Hygiene is essential in a hospital environment, especially around premature babies, requiring staff to wash the hats daily. For this reason, the NICU needs more hats than it has babies. 

Wroble described NICU parents’ gratitude for Judy’s work in worrying and uncertain times.

“When they come to the NICU and have an itty bitty little baby that you can’t handle frequently, they start to feel a little bit out of control”, she said. “But that gives the family back some control. Make some choices. Choose a cute hat for your baby”.
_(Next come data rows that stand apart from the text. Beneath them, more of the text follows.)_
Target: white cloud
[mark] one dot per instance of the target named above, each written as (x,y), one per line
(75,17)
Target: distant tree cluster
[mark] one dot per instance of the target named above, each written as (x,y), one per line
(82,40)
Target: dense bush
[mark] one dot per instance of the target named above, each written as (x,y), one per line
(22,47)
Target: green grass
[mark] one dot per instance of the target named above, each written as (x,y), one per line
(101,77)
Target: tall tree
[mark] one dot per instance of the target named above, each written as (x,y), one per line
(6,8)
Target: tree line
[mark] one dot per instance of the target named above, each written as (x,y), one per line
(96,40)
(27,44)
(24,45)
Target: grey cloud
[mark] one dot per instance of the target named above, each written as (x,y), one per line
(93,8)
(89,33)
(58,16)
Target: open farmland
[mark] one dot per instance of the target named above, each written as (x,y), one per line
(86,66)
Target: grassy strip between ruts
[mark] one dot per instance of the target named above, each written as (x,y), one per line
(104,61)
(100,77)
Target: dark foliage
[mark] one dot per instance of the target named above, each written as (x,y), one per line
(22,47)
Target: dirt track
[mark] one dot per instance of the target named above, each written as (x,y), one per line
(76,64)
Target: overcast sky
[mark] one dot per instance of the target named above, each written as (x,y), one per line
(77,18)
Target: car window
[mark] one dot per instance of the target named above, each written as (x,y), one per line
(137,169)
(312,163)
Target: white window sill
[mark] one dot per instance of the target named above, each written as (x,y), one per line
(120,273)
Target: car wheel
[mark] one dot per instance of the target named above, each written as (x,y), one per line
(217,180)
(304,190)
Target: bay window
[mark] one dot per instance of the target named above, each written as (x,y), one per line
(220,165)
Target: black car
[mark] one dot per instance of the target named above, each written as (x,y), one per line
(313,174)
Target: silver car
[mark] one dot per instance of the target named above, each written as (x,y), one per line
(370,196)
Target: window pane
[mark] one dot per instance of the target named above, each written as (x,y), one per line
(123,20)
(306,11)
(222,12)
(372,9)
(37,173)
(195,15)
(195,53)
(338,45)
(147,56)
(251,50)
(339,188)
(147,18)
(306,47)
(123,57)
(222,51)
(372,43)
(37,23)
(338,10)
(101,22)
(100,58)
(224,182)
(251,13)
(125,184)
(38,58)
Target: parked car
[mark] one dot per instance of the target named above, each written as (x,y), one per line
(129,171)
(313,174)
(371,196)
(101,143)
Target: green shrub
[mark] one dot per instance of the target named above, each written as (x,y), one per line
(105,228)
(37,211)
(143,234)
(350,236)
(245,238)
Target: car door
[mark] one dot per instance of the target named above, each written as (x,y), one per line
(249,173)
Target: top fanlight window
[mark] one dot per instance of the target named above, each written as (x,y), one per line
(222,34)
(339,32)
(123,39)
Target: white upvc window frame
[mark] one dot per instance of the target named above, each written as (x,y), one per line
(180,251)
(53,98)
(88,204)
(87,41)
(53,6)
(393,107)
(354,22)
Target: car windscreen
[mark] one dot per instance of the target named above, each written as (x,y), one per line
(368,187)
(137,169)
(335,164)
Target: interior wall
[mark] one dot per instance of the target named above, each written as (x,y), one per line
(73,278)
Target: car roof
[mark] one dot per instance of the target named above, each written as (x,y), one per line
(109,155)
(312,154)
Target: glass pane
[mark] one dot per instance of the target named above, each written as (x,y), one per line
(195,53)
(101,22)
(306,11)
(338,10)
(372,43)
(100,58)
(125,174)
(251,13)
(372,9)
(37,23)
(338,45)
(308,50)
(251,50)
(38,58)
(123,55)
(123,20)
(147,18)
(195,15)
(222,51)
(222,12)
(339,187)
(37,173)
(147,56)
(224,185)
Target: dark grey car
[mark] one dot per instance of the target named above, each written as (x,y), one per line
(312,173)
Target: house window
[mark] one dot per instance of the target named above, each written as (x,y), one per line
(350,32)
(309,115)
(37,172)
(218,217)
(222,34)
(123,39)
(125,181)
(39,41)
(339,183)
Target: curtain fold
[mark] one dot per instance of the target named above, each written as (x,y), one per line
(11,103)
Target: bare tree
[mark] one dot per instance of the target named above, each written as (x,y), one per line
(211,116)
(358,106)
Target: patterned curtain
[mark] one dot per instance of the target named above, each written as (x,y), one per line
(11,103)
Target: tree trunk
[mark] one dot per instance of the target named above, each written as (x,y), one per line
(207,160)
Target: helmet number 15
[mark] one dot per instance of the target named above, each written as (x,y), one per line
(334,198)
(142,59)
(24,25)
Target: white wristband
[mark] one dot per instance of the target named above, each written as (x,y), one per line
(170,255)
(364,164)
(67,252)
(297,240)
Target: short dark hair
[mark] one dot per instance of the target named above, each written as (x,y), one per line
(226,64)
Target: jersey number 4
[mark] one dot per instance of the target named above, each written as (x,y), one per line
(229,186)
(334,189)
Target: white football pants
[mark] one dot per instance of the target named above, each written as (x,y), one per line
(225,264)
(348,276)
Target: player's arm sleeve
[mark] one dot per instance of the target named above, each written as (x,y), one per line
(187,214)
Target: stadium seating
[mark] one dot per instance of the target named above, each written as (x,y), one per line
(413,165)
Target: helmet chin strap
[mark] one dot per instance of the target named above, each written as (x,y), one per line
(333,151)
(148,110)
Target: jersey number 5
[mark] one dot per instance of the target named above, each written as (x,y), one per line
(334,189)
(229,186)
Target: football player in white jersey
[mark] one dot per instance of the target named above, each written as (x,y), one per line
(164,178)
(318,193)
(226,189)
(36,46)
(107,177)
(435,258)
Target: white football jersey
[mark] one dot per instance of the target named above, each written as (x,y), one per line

Judy has been knitting so many hats, she keeps running out of yarn

Another inspiration for Judy’s hat-making mission is her 12-year-old twin great nieces, who weighed only 4lbs and 5lbs, respectively, at birth. Back then, she didn’t know how to make hats for them.

“I wish I knew how to make them”, she said. “When my niece had them, I told her I wanted to be called aunt-grandma. I love them all”.

Judy has been knitting so much that she ran out of yarn after making lots of pink hats for girls. The hospital then requested a batch of blue hats for boys, so she doesn’t plan on stopping knitting anytime soon.

“As long as my hands will let me”, she laughed. “I just think the babies would be so beautiful in them”.

Warm hats provide support and comfort for parents and their premature babies whose prospects have improved markedly in recent years. 

In the decade to 2019 alone, the survival rate for extremely premature babies born at 23 weeks doubled, prompting new guidance from the British Association of Perinatal Medicine (BAPM) that enables doctors to intervene to save premature babies from 22 weeks gestation. The previous clinical guidance, drafted in 2008, set the standard that babies who were born before 23 weeks gestation should not be resuscitated. 

Spokesperson for Right To Life UK, Catherine Robinson, said “Judy Alder’s initiative honours her son’s memory and supports vulnerable members of society. This act of love and care reminds us all of the profound impact one person can have on countless tiny lives”.